Latar Belakang

    Dalam rangka memperingati 80 tahun kemerdekaan Republik Indonesia pada tahun 2025, penting bagi bangsa ini untuk merefleksikan kembali fondasi historis dan kebudayaan yang membentuk jati diri serta karakter kebangsaan Indonesia. Proses panjang pembentukan bangsa tidak hanya dimulai sejak proklamasi kemerdekaan tahun 1945, melainkan merupakan akumulasi dari peradaban-peradaban besar yang pernah tumbuh di wilayah Nusantara. Salah satu fase penting dalam sejarah tersebut adalah keberadaan Kerajaan Majapahit dan proses masuknya Islam ke Nusantara, yang masing-masing memberi kontribusi besar dalam membentuk struktur sosial, nilai-nilai budaya, dan sistem kehidupan bermasyarakat di Indonesia.

    Pembahasan mengenai Kerajaan Majapahit tidak dapat dilepaskan dari peran Kerajaan besar sebelumnya, yakni Sriwijaya, yang berdiri sejak abad ke-7 hingga ke-13. Sriwijaya dikenal sebagai kerajaan maritim yang kuat, menguasai jalur perdagangan strategis seperti Selat Malaka dan Selat Sunda. Keberhasilannya dalam menjalin hubungan dagang dan diplomatik dengan negara-negara seperti Tiongkok dan India menjadikan Sriwijaya sebagai pusat pertukaran budaya dan agama yang penting di kawasan Asia Tenggara. Dominasi Sriwijaya dalam perdagangan turut memperkuat pengaruh kebudayaan dan agama di wilayah kekuasaannya, serta memberikan fondasi penting bagi perkembangan kerajaan-kerajaan besar setelahnya.

    Pasca runtuhnya Sriwijaya, muncul Kerajaan Majapahit yang didirikan oleh Raden Wijaya pada tahun 1293 dan mencapai puncak kejayaannya di masa pemerintahan Hayam Wuruk (1350–1389) dengan dukungan mahapatih Gajah Mada. Majapahit merupakan kerajaan yang berhasil menyatukan wilayah Nusantara dan bahkan meluaskan pengaruhnya ke sebagian kawasan Asia Tenggara.
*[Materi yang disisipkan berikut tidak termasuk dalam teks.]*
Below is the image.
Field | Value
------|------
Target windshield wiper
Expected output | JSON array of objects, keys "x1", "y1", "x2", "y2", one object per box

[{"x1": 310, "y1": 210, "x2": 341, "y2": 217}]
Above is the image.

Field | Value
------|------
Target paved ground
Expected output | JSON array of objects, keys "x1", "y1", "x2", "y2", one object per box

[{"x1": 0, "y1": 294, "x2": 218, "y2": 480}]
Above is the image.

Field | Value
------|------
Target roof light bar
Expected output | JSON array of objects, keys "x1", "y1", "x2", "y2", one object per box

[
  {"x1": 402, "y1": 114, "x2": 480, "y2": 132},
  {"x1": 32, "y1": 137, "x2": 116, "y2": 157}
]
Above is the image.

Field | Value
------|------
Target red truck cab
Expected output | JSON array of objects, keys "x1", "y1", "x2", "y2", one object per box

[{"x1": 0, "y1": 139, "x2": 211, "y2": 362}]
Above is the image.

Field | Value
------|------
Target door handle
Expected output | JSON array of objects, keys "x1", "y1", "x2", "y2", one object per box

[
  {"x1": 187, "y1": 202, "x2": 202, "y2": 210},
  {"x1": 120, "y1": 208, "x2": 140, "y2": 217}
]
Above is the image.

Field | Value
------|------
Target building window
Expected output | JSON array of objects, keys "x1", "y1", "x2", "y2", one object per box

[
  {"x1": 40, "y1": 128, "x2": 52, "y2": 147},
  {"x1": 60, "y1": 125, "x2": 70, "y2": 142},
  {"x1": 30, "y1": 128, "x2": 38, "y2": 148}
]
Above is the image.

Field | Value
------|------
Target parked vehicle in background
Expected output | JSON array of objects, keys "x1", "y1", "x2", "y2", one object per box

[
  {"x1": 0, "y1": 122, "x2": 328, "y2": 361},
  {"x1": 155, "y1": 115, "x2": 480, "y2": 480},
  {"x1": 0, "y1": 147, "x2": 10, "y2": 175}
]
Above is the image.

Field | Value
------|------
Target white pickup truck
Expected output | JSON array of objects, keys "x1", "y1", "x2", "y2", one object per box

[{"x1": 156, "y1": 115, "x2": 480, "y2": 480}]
Selain unggul dalam kekuatan militer dan strategi dagang, Majapahit juga menjadi pusat peradaban dengan kemajuan pesat dalam seni, sastra, ilmu pengetahuan, serta sistem ketatanegaraan. Dalam masa kekuasaan kerajaan Majapahit, terlihat kemampuan luar biasa dalam menyatukan berbagai suku, budaya, dan tradisi lokal melalui pendekatan kebudayaan yang inklusif. Sistem ketatanegaraan yang dibangun menjunjung prinsip loyalitas wilayah serta stabilitas sosial, menjadikan Majapahit bukan hanya pusat kekuasaan, tetapi juga pusat budaya yang kaya dan beragam. Warisan ini menjadi fondasi penting dalam pembentukan identitas kebangsaan Indonesia saat ini.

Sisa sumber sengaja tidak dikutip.